When Beth Moore references her childhood abuse, she notes only that he “lived in my house.”
Max Lucado, in December 2018, noted his own sexual abuse fleetingly. “My name is also on the list of those who have been sexually abused,” he said. “As a young man, in my boyhood, not by a church member or a family member but by a community leader.”
Harris didn’t seem to have a path forward. He couldn’t keep the show going. He’ll go to seminary, he thinks? He’ll do the pastor thing the right way.
From fellow students, he gets a rude awakening. As a news story updates:
“A lot of [my classmates] shared stories of the effect my book had, and a lot of them were negative,” Harris remembers. “I couldn’t just write them off as angry trolls, because these were my friends, and so I listened. And then one day, on Twitter of all places, this woman wrote me and said ‘your book was used against me like a weapon.’ I answered and said ‘I’m so sorry.’

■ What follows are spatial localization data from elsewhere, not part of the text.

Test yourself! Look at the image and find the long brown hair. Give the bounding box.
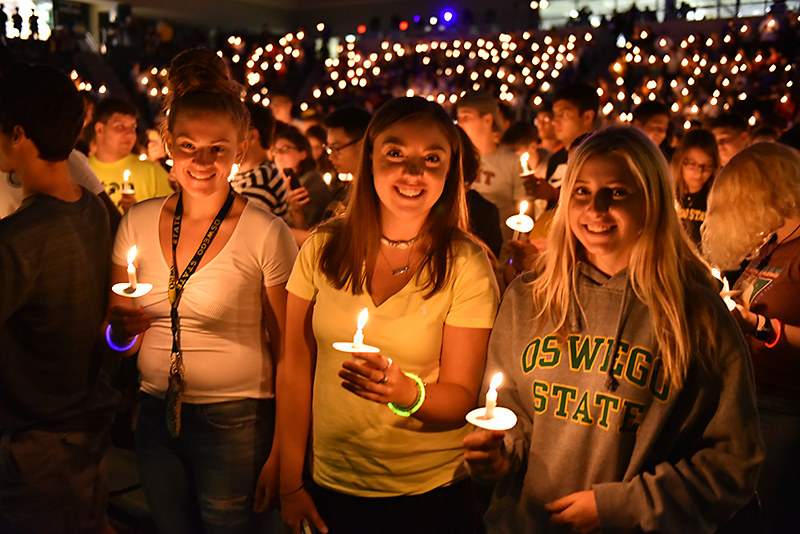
[318,96,470,297]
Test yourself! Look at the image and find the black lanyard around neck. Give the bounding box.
[168,188,236,358]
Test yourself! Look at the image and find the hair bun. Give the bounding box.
[167,48,239,101]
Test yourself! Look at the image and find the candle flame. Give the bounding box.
[520,152,530,171]
[357,307,368,330]
[123,169,131,181]
[489,372,503,391]
[518,201,528,217]
[127,245,137,266]
[711,268,722,281]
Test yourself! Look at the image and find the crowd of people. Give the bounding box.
[0,8,799,534]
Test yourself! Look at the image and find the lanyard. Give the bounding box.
[165,188,236,436]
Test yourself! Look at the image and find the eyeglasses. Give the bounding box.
[324,138,360,156]
[682,159,716,173]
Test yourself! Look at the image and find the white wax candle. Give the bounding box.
[485,389,497,419]
[485,372,503,419]
[520,152,531,174]
[126,246,138,290]
[711,268,736,311]
[353,307,368,349]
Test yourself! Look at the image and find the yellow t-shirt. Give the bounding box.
[287,231,500,497]
[88,154,172,210]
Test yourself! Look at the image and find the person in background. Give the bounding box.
[457,92,527,242]
[0,62,117,534]
[709,113,751,167]
[670,128,719,248]
[464,127,763,534]
[632,101,670,146]
[534,108,561,154]
[89,97,172,212]
[232,102,289,220]
[500,121,551,178]
[322,106,372,220]
[272,124,332,229]
[106,48,297,533]
[546,83,599,189]
[1,149,121,236]
[278,96,499,534]
[304,124,335,175]
[459,126,503,259]
[633,100,672,158]
[703,142,800,534]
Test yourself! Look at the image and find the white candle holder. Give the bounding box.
[466,406,518,431]
[112,282,153,299]
[332,342,381,354]
[506,214,534,241]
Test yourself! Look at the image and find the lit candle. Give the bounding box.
[520,152,531,174]
[506,201,534,240]
[127,246,138,291]
[353,307,368,350]
[485,372,503,419]
[122,169,132,193]
[711,268,736,311]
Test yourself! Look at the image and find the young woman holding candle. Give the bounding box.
[669,128,720,248]
[463,127,763,534]
[105,48,297,533]
[278,96,500,534]
[703,142,800,534]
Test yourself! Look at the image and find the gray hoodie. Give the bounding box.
[483,264,764,534]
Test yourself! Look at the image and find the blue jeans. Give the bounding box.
[136,393,275,534]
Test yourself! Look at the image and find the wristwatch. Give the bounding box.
[753,315,775,342]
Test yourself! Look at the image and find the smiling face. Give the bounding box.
[165,112,246,199]
[568,154,646,276]
[371,117,451,237]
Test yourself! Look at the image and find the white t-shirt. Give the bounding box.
[470,145,529,241]
[112,196,298,403]
[0,150,105,218]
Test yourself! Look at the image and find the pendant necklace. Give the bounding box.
[380,241,414,275]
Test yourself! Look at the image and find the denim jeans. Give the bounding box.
[136,393,275,534]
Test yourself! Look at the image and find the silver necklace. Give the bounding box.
[380,243,414,275]
[380,234,421,250]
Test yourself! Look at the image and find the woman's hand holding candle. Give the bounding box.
[462,429,510,482]
[339,352,417,407]
[108,305,153,343]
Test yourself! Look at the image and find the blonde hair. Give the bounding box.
[703,142,800,270]
[531,127,719,388]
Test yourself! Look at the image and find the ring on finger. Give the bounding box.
[379,373,389,384]
[383,357,393,371]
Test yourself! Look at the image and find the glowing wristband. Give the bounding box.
[765,319,783,349]
[105,324,138,352]
[388,372,425,417]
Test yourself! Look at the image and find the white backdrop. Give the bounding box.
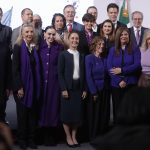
[0,0,149,29]
[94,0,150,28]
[0,0,93,29]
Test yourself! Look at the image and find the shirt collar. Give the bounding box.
[134,26,141,31]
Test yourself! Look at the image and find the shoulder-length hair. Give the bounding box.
[51,13,66,30]
[140,29,150,51]
[115,27,132,56]
[90,36,105,57]
[100,19,115,42]
[15,23,37,46]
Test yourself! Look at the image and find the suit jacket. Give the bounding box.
[129,26,147,48]
[58,50,85,91]
[65,21,84,32]
[0,23,12,100]
[115,21,127,31]
[78,30,97,55]
[11,26,21,48]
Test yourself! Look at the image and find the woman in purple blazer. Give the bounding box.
[38,26,64,146]
[107,27,141,123]
[85,36,110,140]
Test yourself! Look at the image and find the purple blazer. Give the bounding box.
[107,46,141,88]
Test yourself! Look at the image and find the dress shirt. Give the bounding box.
[134,26,141,38]
[68,49,80,79]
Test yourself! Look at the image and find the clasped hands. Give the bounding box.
[62,90,87,100]
[110,67,122,75]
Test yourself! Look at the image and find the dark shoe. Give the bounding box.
[66,142,76,148]
[28,141,38,149]
[74,143,81,147]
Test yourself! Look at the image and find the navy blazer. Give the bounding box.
[129,26,147,48]
[58,50,85,91]
[78,30,97,55]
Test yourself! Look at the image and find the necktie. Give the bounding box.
[136,29,140,44]
[68,23,72,32]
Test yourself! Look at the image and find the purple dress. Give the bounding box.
[39,40,64,127]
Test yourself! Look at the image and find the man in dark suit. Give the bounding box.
[98,3,126,34]
[107,3,127,30]
[0,8,12,123]
[11,8,33,48]
[63,4,84,32]
[129,11,148,48]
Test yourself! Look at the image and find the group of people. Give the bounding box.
[0,2,150,150]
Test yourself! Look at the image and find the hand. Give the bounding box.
[62,90,69,99]
[119,81,126,88]
[93,95,98,102]
[17,88,24,99]
[6,89,10,97]
[110,67,121,75]
[82,91,87,100]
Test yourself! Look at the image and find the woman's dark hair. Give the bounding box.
[44,25,55,32]
[82,13,95,22]
[115,27,132,56]
[90,36,105,57]
[68,31,79,39]
[117,87,150,125]
[100,19,115,42]
[51,13,66,30]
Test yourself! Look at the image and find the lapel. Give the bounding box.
[139,27,145,46]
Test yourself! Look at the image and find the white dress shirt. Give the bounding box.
[68,49,80,79]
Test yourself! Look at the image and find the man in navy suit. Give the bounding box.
[107,3,127,31]
[63,4,84,32]
[129,11,148,48]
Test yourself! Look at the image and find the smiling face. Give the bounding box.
[120,30,129,46]
[132,12,143,28]
[63,6,75,23]
[44,28,56,44]
[54,16,64,30]
[68,32,79,50]
[22,26,34,44]
[107,7,118,22]
[102,22,113,36]
[95,40,105,55]
[83,20,94,32]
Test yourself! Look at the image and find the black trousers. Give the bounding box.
[111,85,135,124]
[87,90,110,141]
[14,93,37,143]
[0,96,8,122]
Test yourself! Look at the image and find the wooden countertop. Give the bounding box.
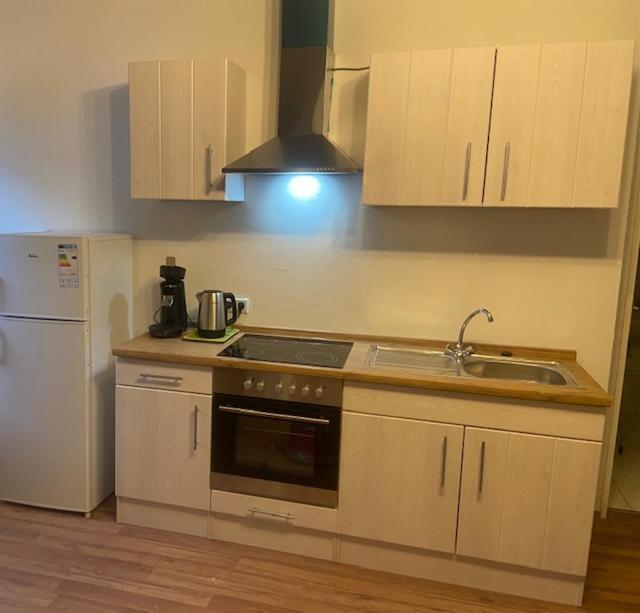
[112,326,611,409]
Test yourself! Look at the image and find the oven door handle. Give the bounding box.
[218,405,331,425]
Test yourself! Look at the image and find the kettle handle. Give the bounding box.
[224,292,238,325]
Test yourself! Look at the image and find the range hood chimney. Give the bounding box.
[222,0,361,176]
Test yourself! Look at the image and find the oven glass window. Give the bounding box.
[213,394,340,493]
[235,416,316,479]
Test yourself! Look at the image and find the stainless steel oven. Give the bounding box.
[211,370,342,508]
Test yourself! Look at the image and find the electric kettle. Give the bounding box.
[196,290,238,338]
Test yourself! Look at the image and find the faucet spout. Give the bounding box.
[445,307,495,361]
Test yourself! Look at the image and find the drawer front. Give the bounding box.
[209,514,335,561]
[116,358,213,394]
[210,490,337,533]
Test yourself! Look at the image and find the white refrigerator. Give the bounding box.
[0,232,132,514]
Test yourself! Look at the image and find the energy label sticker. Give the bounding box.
[57,243,80,289]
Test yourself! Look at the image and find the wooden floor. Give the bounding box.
[0,499,639,612]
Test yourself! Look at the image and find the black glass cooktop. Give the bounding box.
[218,334,353,368]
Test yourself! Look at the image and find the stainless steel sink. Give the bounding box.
[365,345,579,387]
[462,357,575,386]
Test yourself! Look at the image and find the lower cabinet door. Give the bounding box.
[116,385,212,510]
[456,427,601,575]
[337,412,463,553]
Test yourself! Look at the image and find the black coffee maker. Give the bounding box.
[149,257,189,338]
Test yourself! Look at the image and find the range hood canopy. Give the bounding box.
[223,0,361,175]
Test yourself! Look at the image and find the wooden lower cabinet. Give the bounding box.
[115,385,212,511]
[337,412,463,553]
[456,427,601,575]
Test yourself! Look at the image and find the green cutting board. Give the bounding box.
[182,327,240,344]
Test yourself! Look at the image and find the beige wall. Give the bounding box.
[1,0,638,388]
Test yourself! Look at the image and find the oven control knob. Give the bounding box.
[288,384,297,395]
[243,379,253,391]
[274,382,284,394]
[314,386,324,399]
[301,385,310,397]
[256,381,265,392]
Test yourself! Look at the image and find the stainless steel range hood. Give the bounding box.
[223,0,361,176]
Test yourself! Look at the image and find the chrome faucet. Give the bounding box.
[445,308,494,361]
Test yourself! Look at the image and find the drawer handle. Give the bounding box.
[139,373,183,383]
[219,405,330,425]
[248,507,294,521]
[500,141,511,201]
[193,405,199,451]
[440,436,448,489]
[479,441,486,495]
[207,144,215,194]
[462,142,472,200]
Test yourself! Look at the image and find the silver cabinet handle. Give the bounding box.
[218,405,330,425]
[478,441,486,494]
[207,144,215,194]
[248,507,294,520]
[462,142,472,200]
[500,141,511,201]
[440,436,448,489]
[139,373,183,383]
[193,405,199,451]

He launches a public self-examination of his book, and himself. In a 2017 TEDx talk, he reflects on the motives that might actually have been driving him from the start. “Fear of messing up. Fear of getting your heart broken. Fear of hurting somebody else. Fear of sex.”
All of Evangelical theology is fraying at the seams in his mind, as he starts to think that churches had been the problem all along—the way they were run, the mentality of the pastors. “I do think that a very patriarchal, male-centered, low view of women has connections to sexual abuse in different cases,” he says in an interview for Sojourners.
But he doesn’t know what to think, theologically. “I do not want to engage in a massive, you know, theological expedition to think about all these things. So it just sounds really exhausting to me, honestly.”
He shifts careers—to marketing. It’s what he’s always done?
And also, his wife Shannon is leaving him.
She released an album in 2018, telling her side of the story in the form of speeches to him.
You know, it’s hard for me to ask this so I’ll say it slow Try and understand but could you let me go It’s just that I need something a little more free
Still, she blames herself?
I always thought that things would go so easily That you and I would never fall apart you see I guess I never really was what you wanted me to be

She captions on Instagram: “The shirt sums up the last decade of my life, which happened so fast and so fierce, it is a blur.”
In her photos and videos she’s drifted into a very androgynous style. In her music video for “Invisible,” shot in San Francisco, there’s gay couples in the background. What matters is love?
Or that’s what matters to God.
Which, she realizes, is different than Evangelicalism.
On July 26, his break-up note with Christianity appeared on Instagram: “The popular phrase for this is ‘deconstruction,’ the biblical phrase is ‘falling away.’ By all the measurements that I have for defining a Christian, I am not a Christian.”
His parting photo: his back to us, he looks out at Nature.

The surprise was a special note to women and gays. He said: I’m sorry.
Martin Luther said that the entire life of believers should be repentance. There’s beauty in that sentiment regardless of your view of God. I have lived in repentance for the past several years — repenting of my self-righteousness, my fear-based approach to life, the teaching of my books, my views of women in the church, and my approach to parenting to name a few. But I specifically want to add to this list now: to the LGBTQ+ community, I want to say that I am sorry for the views that I taught in my books and as a pastor regarding sexuality. I regret standing against marriage equality, for not affirming you and your place in the church, and for any ways that my writing and speaking contributed to a culture of exclusion and bigotry. I hope you can forgive me.
Taking it all in, the Christian Post reports: “Harris’ announcement sent shockwaves through the evangelical Christian community and sparked a widespread debate regarding the doctrine of salvation.”